Out of Tune:
Demystifying Noise-Effects
on Quantum Fourier Models#
This is website contains supplementary results to our paper "Out of Tune: Demystifying Noise-Effects on Quantum Fourier Models" available on ArXiv .
Checkout the subpages for detailled plots on how noise affects Coefficients, Entanglement and Expressibility .
In addition to our Github repository, we provide a reproduction package on Zenodo.
Abstract#
Variational quantum algorithms have received substantial theoretical and empirical attention. As the underlying variational quantum circuit (VQC) can be represented by Fourier series that contain an exponentially large spectrum in the number of input features, hope for quantum advantage remains. Nevertheless, it remains an open problem if and how quantum Fourier models (QFMs) can concretely outperform classical alternatives, as the eventual sources of non-classical computational power (for instance, the role of entanglement) are far from being fully understood. Likewise, hardware noise continues to pose a challenge that will persist also along the path towards fault tolerant quantum computers.

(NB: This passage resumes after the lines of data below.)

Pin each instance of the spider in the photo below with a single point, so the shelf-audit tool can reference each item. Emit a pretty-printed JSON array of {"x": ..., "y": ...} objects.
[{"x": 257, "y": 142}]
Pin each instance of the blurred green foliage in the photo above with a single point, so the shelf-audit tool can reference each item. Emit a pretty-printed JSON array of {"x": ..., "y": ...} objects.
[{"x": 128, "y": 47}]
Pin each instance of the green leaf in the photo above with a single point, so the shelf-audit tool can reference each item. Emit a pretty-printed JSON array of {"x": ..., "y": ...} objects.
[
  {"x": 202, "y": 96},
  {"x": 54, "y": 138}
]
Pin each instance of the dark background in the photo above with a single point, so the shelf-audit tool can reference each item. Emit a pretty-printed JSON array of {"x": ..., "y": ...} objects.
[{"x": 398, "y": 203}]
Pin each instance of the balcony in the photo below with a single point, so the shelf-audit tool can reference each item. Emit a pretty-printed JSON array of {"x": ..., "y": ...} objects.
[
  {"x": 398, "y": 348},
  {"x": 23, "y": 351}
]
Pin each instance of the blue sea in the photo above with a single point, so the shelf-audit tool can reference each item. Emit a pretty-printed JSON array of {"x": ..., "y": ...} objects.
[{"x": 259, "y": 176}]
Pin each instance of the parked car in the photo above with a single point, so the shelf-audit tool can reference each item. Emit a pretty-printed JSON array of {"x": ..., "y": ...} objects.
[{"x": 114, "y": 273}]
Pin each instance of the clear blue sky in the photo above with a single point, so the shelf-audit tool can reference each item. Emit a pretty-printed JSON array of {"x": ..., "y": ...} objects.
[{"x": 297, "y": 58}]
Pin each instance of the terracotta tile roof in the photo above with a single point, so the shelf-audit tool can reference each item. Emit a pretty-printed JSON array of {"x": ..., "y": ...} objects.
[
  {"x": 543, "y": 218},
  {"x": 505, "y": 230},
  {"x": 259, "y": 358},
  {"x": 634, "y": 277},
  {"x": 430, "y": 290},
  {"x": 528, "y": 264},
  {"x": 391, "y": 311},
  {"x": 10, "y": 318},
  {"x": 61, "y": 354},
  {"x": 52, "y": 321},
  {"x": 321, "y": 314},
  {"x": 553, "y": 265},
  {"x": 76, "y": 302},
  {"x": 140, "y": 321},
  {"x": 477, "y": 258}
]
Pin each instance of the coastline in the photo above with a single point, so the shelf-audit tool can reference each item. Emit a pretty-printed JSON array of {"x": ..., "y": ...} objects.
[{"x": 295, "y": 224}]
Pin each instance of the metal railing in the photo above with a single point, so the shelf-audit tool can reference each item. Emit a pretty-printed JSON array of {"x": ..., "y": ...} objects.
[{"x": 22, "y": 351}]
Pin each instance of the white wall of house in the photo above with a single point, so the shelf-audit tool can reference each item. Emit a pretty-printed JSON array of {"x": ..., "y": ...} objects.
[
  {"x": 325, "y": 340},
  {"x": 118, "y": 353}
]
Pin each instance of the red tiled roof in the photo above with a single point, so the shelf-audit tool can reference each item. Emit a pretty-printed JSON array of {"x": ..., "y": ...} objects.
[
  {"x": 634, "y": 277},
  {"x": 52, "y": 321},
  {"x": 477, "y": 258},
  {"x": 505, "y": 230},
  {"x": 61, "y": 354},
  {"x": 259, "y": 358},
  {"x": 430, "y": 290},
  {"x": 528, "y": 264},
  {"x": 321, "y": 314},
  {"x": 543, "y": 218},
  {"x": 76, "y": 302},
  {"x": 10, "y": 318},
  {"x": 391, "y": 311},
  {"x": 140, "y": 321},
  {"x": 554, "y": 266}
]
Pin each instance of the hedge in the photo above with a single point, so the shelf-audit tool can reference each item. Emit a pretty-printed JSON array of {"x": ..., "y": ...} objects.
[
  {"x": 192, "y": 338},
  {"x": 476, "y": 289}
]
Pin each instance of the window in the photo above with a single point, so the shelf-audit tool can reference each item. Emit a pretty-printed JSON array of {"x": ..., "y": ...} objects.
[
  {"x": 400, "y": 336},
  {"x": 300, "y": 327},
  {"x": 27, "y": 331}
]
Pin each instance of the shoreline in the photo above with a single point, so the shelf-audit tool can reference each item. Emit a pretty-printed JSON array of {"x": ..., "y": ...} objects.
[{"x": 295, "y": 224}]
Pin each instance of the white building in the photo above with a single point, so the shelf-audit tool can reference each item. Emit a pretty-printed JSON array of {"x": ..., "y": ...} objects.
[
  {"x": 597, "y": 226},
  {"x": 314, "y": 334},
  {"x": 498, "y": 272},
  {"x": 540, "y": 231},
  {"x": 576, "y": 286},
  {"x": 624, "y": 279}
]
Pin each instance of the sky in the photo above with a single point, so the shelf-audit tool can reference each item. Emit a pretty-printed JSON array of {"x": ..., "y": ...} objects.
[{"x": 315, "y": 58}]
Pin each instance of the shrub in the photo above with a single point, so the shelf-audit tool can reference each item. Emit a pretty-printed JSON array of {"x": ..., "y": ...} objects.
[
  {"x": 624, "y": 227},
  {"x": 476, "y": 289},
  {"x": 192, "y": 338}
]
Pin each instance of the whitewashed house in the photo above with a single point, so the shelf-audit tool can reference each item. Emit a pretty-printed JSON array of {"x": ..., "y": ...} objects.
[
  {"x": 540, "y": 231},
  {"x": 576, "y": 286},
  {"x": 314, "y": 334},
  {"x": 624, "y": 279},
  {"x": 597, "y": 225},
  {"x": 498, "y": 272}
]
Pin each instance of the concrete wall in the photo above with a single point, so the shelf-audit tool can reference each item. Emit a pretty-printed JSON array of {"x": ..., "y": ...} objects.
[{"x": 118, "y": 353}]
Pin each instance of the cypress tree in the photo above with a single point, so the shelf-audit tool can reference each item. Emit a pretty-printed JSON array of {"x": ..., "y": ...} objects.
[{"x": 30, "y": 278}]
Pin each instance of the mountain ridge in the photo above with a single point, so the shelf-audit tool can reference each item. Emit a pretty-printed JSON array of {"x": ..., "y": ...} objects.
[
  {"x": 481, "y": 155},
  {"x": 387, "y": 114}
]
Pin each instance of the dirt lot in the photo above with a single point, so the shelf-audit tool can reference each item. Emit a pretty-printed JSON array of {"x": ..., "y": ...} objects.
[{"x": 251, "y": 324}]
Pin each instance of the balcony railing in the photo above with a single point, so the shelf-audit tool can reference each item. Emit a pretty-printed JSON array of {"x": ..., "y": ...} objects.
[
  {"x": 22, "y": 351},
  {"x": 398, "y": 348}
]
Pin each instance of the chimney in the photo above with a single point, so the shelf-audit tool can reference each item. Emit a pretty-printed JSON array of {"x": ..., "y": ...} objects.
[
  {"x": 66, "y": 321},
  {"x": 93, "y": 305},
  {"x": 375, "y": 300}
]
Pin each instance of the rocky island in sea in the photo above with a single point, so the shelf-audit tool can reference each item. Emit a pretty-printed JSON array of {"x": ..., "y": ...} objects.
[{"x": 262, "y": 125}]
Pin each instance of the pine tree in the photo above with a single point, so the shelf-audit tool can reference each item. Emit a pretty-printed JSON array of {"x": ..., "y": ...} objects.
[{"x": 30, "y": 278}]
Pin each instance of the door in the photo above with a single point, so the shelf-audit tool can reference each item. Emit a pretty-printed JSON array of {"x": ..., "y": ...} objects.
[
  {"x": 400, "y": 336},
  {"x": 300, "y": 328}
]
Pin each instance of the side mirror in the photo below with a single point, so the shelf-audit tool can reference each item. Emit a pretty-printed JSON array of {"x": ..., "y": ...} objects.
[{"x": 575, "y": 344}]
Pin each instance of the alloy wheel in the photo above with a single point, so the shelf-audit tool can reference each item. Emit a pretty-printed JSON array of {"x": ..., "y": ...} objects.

In this work, we study VQCs with Fourier lenses, which provides possibilities to improve their understanding, while also illuminating and quantifying constraints and challenges. We seek to elucidate critical characteristics of QFMs under the influence of noise. Specifically, we undertake a systematic investigation into the impact of noise on the Fourier spectrum, expressibility, and entangling capability of QFMs through extensive numerical simulations and link these properties to training performance. The insights may inform more efficient utilisation of quantum hardware and support the design of tailored error mitigation and correction strategies.
Decoherence imparts an expected and broad detrimental influence across all Ansätze. Nonetheless, we observe that the severity of these deleterious effects varies among different model architectures, suggesting that certain configurations may exhibit enhanced robustness to noise and show computational utility.